The case of McGregor & Anor v Clare and Gilbert Valleys Council & Anor  SAERDC 6 concerned an application for costs to the Environment, Resources and Development Court of South Australia (Court) premised on an allegation that the second respondent (Respondent), who was the holder of a development plan consent (Consent) granted under the Development Act 1993 (SA) (DA Act) by the Clare and Gilbert Valleys Council (Council), had engaged in "misconduct" within the meaning of section 29(6a) of the Environment, Resources and Development Court Act 1993 (SA) (ERD Court Act).
Subject to section 29(6b) of the ERD Court Act, which states that "no order for costs is to be made… unless the Court considers such an order to be necessary in the interests of justice", section 29(6a) of the ERD Court Act allows the Court to make an order for costs against a party in favour of any other party to proceedings, where the Court considers the first party to have engaged in misconduct.
The Applicants' alleged that the Respondent's conduct in proceedings, which sought a review of the categorisation of the development the subject of the Consent and an appeal against the grant of the Consent (Planning Appeal), suggested that the Respondent sought to delay the decisions of the Court until the Respondent had considered its position under the Planning, Development and Infrastructure Act 2016 (SA) (PDI Act), which had repealed the DA Act.
The Court had regard to the nature of the Planning Appeal and the intention of the Parliament in creating the PDI Act. The Court took a liberal approach to the construction of the words of the provisions of the relevant legislation and applied the ordinary dictionary meaning of "improper conduct or wrong behaviour" to "misconduct" under section 29(6a) of the ERD Court Act.
The Court relevantly held the following and dismissed the application for costs:
The DA Act and PDI Act both allow an applicant to amend, vary, or bring multiple development applications.
Seeking to retain or obtain a development approval and pursuing legal rights in respect of a development approval is a proper purpose.
The Court is inclined to adjourn proceedings:
where it is consistent with the achievement of just outcomes;
where parties to a proceeding are attempting to achieve a settlement; and
to enable an amended, varied, or fresh development application to be made.
The interlocutory applications made and adjournments sought in the Planning Appeal were legally open to the Respondent, and the Respondent was transparent about its consideration of making a fresh development application under the PDI Act.

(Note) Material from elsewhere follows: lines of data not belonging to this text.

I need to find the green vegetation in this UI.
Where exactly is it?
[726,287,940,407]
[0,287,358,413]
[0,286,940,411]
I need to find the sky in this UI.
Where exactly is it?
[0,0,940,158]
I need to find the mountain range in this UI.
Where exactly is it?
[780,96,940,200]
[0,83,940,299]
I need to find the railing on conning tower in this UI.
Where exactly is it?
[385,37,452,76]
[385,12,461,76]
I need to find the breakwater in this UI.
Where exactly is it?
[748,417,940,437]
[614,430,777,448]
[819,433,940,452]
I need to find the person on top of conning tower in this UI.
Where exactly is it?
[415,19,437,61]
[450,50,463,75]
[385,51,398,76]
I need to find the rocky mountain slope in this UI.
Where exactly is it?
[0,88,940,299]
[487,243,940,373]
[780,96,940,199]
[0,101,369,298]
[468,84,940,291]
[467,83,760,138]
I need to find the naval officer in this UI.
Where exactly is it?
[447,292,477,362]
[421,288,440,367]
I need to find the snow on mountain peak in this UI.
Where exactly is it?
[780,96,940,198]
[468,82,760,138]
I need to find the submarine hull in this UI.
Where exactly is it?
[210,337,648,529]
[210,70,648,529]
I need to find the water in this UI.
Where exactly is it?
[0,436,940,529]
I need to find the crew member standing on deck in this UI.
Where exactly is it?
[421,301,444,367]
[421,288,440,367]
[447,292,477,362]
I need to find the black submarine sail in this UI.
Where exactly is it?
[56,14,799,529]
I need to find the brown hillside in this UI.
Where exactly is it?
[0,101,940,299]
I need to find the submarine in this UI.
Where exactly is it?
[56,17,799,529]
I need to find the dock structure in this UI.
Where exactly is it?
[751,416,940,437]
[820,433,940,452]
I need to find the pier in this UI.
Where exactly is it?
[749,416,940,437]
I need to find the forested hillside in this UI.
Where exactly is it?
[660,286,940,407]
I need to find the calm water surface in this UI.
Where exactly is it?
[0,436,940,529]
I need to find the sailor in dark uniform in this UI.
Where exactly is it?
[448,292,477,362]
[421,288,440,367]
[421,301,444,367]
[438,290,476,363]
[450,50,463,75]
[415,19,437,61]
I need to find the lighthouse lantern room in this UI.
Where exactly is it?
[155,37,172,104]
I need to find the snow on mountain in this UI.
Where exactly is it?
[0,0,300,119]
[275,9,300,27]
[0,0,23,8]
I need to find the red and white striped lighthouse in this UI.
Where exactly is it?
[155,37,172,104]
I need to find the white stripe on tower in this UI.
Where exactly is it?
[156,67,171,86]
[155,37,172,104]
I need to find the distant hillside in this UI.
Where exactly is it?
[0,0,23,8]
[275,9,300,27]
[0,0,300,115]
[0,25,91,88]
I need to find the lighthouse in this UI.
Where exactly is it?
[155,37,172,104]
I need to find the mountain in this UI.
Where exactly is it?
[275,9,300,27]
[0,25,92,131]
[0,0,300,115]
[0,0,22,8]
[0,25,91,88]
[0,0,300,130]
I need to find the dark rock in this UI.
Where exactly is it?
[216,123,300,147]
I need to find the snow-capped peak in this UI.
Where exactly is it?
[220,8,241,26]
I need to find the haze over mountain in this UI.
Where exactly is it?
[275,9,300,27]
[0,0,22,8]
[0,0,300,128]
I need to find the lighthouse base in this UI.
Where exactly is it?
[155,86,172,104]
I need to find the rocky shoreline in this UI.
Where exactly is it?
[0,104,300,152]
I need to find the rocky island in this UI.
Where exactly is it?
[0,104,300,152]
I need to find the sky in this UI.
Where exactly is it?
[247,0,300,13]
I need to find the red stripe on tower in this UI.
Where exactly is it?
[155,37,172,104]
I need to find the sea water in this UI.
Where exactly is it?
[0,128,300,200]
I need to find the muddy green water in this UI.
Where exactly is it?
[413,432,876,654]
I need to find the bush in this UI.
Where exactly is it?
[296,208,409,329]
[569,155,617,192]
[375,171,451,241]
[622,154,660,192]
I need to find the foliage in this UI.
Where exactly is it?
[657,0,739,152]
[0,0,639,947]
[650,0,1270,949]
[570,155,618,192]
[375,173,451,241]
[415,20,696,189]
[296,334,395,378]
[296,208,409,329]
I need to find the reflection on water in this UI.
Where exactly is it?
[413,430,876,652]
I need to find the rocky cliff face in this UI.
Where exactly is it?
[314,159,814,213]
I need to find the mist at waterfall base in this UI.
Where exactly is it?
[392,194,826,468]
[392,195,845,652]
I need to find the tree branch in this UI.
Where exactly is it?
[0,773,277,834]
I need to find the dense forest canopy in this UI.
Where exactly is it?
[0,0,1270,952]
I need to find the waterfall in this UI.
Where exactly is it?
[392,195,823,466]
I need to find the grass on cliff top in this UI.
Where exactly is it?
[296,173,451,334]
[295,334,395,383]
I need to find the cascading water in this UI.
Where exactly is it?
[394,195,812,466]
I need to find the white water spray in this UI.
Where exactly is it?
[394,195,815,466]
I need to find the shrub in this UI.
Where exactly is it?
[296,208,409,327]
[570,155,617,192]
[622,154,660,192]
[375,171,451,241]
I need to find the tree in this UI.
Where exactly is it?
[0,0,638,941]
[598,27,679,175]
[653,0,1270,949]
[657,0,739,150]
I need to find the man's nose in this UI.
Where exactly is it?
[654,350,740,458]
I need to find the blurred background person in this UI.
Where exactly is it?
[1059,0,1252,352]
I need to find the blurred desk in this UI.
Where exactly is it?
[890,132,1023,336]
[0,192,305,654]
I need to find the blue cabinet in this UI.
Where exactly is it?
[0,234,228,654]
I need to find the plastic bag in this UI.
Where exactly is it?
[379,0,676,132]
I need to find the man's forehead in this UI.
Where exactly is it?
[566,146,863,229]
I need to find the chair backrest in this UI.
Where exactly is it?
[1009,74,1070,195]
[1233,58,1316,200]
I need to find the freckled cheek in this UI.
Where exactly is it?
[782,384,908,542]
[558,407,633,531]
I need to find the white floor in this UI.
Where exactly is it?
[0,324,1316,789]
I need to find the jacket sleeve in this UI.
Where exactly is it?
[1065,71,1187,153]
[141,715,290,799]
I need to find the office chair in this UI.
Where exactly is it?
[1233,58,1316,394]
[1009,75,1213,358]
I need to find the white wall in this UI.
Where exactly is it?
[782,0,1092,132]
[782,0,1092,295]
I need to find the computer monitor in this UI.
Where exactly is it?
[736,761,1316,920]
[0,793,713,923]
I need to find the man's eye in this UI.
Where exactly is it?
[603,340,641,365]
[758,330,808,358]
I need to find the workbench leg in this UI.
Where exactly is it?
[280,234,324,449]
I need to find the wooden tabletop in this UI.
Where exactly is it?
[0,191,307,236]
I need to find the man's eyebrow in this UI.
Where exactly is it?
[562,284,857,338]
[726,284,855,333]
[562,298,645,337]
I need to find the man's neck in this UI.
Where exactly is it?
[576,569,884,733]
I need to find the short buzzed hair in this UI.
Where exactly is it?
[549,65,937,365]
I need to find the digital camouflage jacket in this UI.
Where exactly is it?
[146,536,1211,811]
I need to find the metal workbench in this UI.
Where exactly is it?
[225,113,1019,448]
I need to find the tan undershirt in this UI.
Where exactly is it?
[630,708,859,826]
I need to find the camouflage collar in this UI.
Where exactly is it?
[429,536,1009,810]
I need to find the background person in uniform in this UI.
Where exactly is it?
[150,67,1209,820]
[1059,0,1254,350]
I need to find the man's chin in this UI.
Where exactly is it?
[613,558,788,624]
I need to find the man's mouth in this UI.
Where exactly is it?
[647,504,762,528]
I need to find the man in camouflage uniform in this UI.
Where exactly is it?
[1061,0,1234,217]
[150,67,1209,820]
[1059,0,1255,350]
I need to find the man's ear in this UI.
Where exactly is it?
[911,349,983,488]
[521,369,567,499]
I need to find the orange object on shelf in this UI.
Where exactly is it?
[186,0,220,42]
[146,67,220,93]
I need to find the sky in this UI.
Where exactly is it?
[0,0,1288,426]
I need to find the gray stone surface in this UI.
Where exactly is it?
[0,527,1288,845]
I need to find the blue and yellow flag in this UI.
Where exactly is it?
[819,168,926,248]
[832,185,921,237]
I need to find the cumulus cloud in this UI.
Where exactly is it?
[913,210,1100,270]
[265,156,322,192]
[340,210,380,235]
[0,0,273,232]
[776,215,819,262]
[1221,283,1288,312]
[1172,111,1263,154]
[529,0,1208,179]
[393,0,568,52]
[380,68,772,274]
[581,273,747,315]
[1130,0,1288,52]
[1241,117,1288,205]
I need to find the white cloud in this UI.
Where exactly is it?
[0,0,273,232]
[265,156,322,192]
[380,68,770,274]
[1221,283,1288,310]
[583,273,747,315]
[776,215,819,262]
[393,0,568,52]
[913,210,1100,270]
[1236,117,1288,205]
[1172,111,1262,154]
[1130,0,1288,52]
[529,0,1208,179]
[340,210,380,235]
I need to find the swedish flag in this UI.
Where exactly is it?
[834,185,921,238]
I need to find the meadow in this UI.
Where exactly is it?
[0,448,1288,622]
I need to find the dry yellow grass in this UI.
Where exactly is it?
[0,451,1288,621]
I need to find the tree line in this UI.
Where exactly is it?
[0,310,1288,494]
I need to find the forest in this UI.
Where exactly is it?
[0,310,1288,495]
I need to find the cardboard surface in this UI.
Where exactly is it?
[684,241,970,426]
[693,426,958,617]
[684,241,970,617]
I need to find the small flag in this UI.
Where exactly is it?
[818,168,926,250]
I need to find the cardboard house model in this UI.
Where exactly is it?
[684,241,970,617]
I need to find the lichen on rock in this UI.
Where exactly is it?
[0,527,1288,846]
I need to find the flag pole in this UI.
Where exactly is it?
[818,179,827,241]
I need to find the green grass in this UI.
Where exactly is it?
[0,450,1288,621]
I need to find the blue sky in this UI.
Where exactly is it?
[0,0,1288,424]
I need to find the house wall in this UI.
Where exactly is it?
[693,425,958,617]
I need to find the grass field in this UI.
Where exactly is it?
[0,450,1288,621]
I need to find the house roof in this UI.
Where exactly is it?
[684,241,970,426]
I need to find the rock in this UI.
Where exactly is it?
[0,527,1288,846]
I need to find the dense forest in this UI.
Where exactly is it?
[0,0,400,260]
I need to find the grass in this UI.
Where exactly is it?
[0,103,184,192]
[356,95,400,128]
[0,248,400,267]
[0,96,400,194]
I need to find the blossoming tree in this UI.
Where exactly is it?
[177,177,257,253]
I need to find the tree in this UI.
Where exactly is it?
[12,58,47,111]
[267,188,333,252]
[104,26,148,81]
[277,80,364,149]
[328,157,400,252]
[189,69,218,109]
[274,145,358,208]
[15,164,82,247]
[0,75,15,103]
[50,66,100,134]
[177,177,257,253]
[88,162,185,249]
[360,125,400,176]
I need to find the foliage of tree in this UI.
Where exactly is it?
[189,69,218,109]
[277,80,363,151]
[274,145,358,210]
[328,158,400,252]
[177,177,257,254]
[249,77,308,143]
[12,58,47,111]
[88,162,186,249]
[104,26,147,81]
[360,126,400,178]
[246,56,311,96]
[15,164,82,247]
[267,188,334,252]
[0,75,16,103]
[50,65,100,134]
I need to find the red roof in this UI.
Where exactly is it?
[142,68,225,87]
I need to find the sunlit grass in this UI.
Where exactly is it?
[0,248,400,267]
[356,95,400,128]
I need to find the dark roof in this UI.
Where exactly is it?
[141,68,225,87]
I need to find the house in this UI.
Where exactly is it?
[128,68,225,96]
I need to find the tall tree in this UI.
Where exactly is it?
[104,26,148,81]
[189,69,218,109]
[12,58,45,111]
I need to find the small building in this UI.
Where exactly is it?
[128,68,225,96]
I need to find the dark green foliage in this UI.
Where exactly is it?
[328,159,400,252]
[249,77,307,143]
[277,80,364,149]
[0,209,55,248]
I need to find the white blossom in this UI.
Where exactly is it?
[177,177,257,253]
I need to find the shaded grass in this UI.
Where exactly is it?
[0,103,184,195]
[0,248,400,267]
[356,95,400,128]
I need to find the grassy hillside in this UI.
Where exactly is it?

The Respondent's decision to ask the Court to quash the Consent in order to make a fresh development application represents the intention of the Parliament in respect of the future of planning in South Australia.
Factual matrix and parties' positions
The Consent related to an integrated depot facility used for earthmoving, quarrying, and transport activities located at Stanley Flat, South Australia.
Prior to the Planning Appeal trial, the Court quashed the Consent as was requested by the Respondent for the Respondent to pursue a fresh development application under the PDI Act.
The Applicants relevantly submitted the following in respect of the Planning Appeal to support its allegation that the Respondent improperly acted to delay the decision of the Court:
A court-directed mediation was unsuccessful.
An adjournment was made for the Respondent to consider its position under the PDI Act.
The Respondent made in March 2020 interlocutory applications seeking to dismiss the proceedings as an abuse of process or to obtain a summary judgment, which the Court declined to hear until the date of the trial.
The Respondent made an unsuccessful application to adjourn the trial.
The Respondent had sought the Court to quash the Consent the subject of the proceedings, approximately one-month prior to the trial.
Pursuing a legitimate legal interest does not amount to "misconduct" under section 29(6a) of the ERD Court Act
The Court's jurisdiction as a creature of statute is limited to that conferred under the ERD Court Act or another Act (at  and section 7(1) of the ERD Court Act). Where construing legislation which confers jurisdiction, the Court noted that a liberal approach must be taken and the ordinary meaning of words applied to the provisions of the statute (at ).
The Court examined the words of the DA Act and the ERD Court Act and held that both items of legislation envisaged and sought to facilitate the settlement of matters before the Court, including during the course of proceedings, where it was in the interests of justice.
The Court had regard to the Respondent's transparency in the Planning Appeal of its intention to make a fresh development application under the PDI Act, and the legitimacy of seeking to retain or obtain a development approval and to pursue legal rights in that respect.
The Court held that it was open to the Respondent to make the commercial decision to ask the Court to quash the Consent to pursue a development application under the PDI Act, as was contemplated by the DA Act and the Parliament's intention in creating the PDI Act.
In light of the Court's construction of the relevant legislation, and the pursuit by the Respondent of legitimate interests in respect of the Consent which were communicated to the Court and the parties, the Court held that the Respondent did not engage in "misconduct" within the meaning of section 29(6a) of the ERD Court Act and dismissed the application for costs.